Potency comparisons between Amoxicillin-Clavulanate and NALOXONE HYDROCHLORIDE AND PENTAZOCINE HYDROCHLORIDE depend on the specific clinical indication. These are agents from distinct pharmacological classes and are not directly interchangeable by dose. A physician or clinical pharmacist should guide any therapeutic switching decisions.
The standard adult dose of Amoxicillin-Clavulanate is: 500 mg/125 mg orally every 8 hours or 875 mg/125 mg orally every 12 hours; intravenous: 1 g/0.2 g every 8 hours.. The standard adult dose of NALOXONE HYDROCHLORIDE AND PENTAZOCINE HYDROCHLORIDE is: Oral: One tablet (naloxone 0.5 mg / pentazocine 50 mg) every 3-4 hours as needed for pain; maximum 12 tablets daily.. Dosing should always be individualized based on indication, renal and hepatic function, age, and other patient factors.

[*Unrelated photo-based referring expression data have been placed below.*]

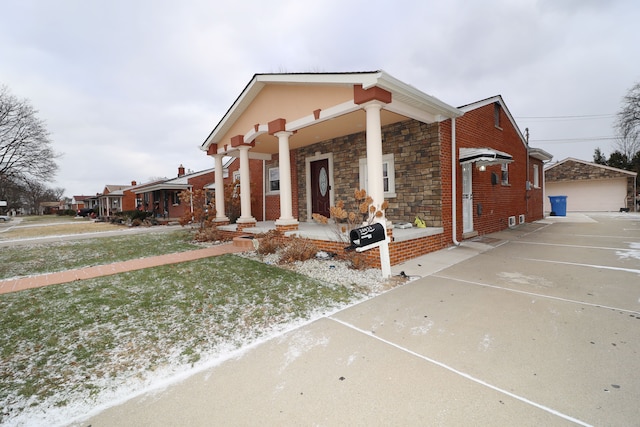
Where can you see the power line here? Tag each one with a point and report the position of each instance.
(558, 118)
(568, 140)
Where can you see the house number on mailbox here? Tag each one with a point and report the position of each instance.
(323, 181)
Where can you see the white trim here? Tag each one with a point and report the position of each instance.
(268, 189)
(389, 159)
(307, 168)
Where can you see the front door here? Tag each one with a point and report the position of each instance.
(467, 198)
(320, 202)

No direct drug-drug interaction has been formally documented between Amoxicillin-Clavulanate and NALOXONE HYDROCHLORIDE AND PENTAZOCINE HYDROCHLORIDE in current clinical databases. However, individual patient risk factors including other medications, organ function, and comorbidities should always be evaluated by a qualified healthcare provider.

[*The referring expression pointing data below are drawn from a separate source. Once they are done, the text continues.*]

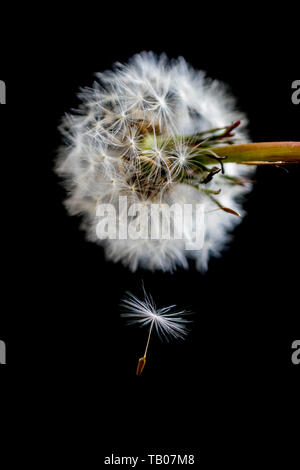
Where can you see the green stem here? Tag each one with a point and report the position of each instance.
(262, 153)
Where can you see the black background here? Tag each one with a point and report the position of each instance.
(229, 392)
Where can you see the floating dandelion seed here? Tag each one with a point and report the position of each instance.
(158, 131)
(167, 322)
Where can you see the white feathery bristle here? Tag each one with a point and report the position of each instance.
(169, 323)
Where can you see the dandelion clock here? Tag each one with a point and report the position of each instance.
(157, 161)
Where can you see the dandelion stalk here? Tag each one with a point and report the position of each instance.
(168, 323)
(262, 153)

The maternal-fetal safety profiles differ. Amoxicillin-Clavulanate is classified as Category C. FDA Category B. No evidence of teratogenicity in animal studies; human data do not indicate increased risk of major birth defects. However, use only when clearly needed in pregnanc. NALOXONE HYDROCHLORIDE AND PENTAZOCINE HYDROCHLORIDE is classified as Category A/B. Pentazocine crosses the placenta; naloxone has limited placental transfer. No well-controlled human studies. First trimester: Risk cannot be excluded; avoid if possible. Second/Thi. Always consult a maternal-fetal medicine specialist before taking either drug during pregnancy or lactation.